The debates at the Sixth Congress armed revolutionaries across the world – but most clearly in the US and South Africa – with a solid theoretical understanding that rooted the anti-racist and anti-imperialist struggle in the struggle for socialism. This revolutionary perspective was based on the understanding that the historical development of imperialism had given black people a dual oppression; on the one hand, they were oppressed as workers and poorer peasants, while on the other they faced a racial oppression. This racial oppression had a real material foundation in national oppression. As Haywood put it, ‘the special oppression of black people is the main prop of imperialist domination over the entire working class’; the struggle against racism was tied to the struggle against imperialism, and with it the struggle for socialism.

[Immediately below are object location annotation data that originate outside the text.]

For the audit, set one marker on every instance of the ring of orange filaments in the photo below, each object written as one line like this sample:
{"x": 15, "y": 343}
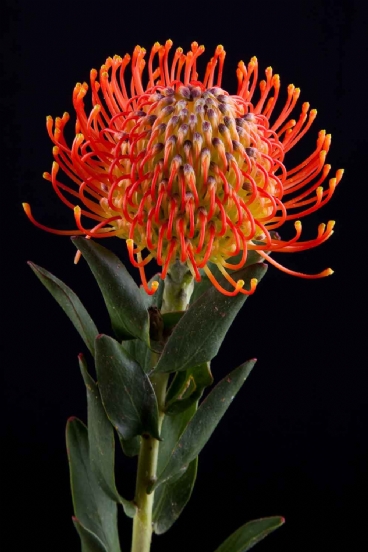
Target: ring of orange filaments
{"x": 183, "y": 169}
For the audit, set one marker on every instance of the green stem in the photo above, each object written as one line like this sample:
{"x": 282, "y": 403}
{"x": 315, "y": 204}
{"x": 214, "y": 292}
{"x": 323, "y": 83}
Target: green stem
{"x": 147, "y": 465}
{"x": 177, "y": 291}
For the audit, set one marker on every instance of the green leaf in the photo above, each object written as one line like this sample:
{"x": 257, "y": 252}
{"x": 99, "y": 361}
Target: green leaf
{"x": 187, "y": 387}
{"x": 154, "y": 300}
{"x": 90, "y": 542}
{"x": 124, "y": 301}
{"x": 70, "y": 304}
{"x": 250, "y": 534}
{"x": 202, "y": 424}
{"x": 199, "y": 333}
{"x": 102, "y": 442}
{"x": 171, "y": 431}
{"x": 204, "y": 283}
{"x": 130, "y": 446}
{"x": 172, "y": 497}
{"x": 139, "y": 351}
{"x": 95, "y": 511}
{"x": 127, "y": 393}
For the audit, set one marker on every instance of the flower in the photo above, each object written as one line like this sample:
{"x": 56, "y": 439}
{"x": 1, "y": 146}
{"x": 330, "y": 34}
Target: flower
{"x": 184, "y": 169}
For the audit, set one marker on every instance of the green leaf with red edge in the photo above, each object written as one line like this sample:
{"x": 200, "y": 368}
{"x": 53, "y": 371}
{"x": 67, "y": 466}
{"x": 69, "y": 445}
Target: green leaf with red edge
{"x": 126, "y": 391}
{"x": 124, "y": 302}
{"x": 250, "y": 534}
{"x": 200, "y": 331}
{"x": 101, "y": 442}
{"x": 94, "y": 510}
{"x": 70, "y": 304}
{"x": 172, "y": 497}
{"x": 200, "y": 427}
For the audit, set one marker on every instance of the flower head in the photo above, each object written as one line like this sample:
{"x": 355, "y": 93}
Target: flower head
{"x": 179, "y": 167}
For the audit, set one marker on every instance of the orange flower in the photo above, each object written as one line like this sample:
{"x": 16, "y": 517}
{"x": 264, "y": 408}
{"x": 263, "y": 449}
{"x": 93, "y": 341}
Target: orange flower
{"x": 185, "y": 170}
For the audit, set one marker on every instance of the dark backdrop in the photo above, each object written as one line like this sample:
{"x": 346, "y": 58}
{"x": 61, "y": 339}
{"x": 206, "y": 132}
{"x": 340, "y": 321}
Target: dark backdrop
{"x": 295, "y": 440}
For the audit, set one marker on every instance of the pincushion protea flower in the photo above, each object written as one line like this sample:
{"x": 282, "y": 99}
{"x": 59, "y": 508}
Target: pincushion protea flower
{"x": 184, "y": 169}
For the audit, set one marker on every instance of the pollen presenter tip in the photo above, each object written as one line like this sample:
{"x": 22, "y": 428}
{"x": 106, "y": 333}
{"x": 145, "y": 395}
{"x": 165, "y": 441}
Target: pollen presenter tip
{"x": 174, "y": 164}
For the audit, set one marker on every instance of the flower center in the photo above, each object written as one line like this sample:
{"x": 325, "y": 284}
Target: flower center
{"x": 191, "y": 169}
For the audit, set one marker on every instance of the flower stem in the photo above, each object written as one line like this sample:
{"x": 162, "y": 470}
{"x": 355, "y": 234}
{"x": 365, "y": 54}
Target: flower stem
{"x": 147, "y": 464}
{"x": 177, "y": 291}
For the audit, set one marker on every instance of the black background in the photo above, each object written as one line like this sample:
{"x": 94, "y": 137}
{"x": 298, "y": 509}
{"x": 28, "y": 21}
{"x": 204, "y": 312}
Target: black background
{"x": 294, "y": 442}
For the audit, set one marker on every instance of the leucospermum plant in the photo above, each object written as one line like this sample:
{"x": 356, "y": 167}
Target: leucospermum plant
{"x": 194, "y": 178}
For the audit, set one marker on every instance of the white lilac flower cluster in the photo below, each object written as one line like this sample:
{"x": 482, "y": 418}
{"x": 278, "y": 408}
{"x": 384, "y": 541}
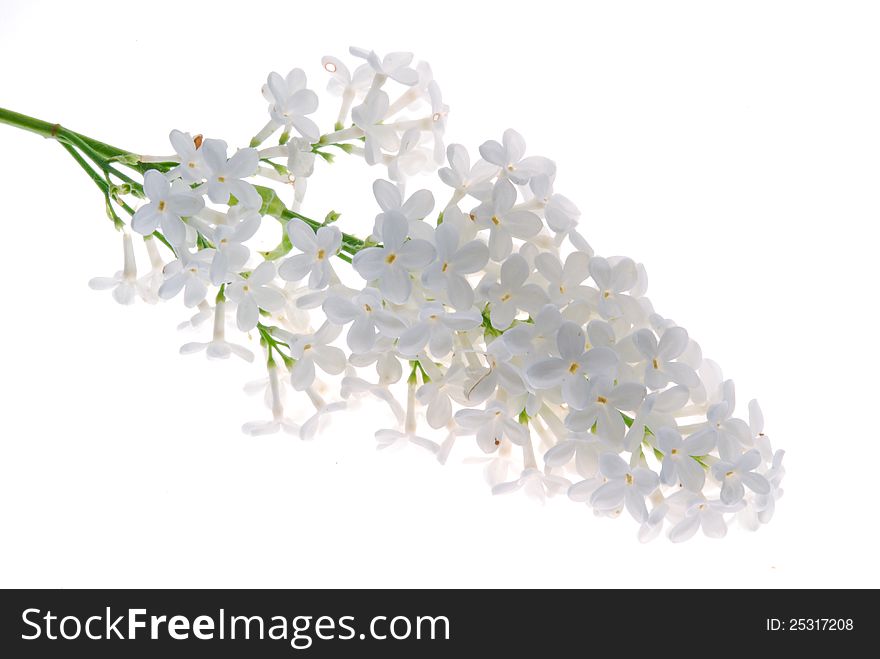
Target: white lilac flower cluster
{"x": 494, "y": 316}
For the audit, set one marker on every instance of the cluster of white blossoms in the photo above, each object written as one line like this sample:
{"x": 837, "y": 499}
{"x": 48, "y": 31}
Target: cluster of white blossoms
{"x": 488, "y": 320}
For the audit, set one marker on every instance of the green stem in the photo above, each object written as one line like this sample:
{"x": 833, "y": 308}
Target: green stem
{"x": 101, "y": 153}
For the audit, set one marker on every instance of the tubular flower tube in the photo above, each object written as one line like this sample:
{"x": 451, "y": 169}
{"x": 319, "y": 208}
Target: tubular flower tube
{"x": 488, "y": 324}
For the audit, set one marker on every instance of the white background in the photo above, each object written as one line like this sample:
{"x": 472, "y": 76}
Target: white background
{"x": 734, "y": 148}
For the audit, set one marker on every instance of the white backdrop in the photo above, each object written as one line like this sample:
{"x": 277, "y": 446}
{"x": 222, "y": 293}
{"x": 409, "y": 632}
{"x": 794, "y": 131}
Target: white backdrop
{"x": 731, "y": 147}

This book is an enormous research archive of the history of the Comintern and the ITUCNW. However the reader should not look to Adi to give answers to some of the political questions that were historically and are today still important issues. The relation between pan-Africanism and communism is not discussed but subsumed under the title of the book. The impression is given that the author seeks to define the Comintern’s position as ‘pan-African’ by simply redefining pan-Africanism as a neutral concept addressing historic oppressions of people of African origin and does not explain the class contradictions within these movements.
Adi’s project avoids political judgments but his work will serve as an excellent point of reference and source material for those who want to take up and continue the struggle against racism, against imperialism and for socialism.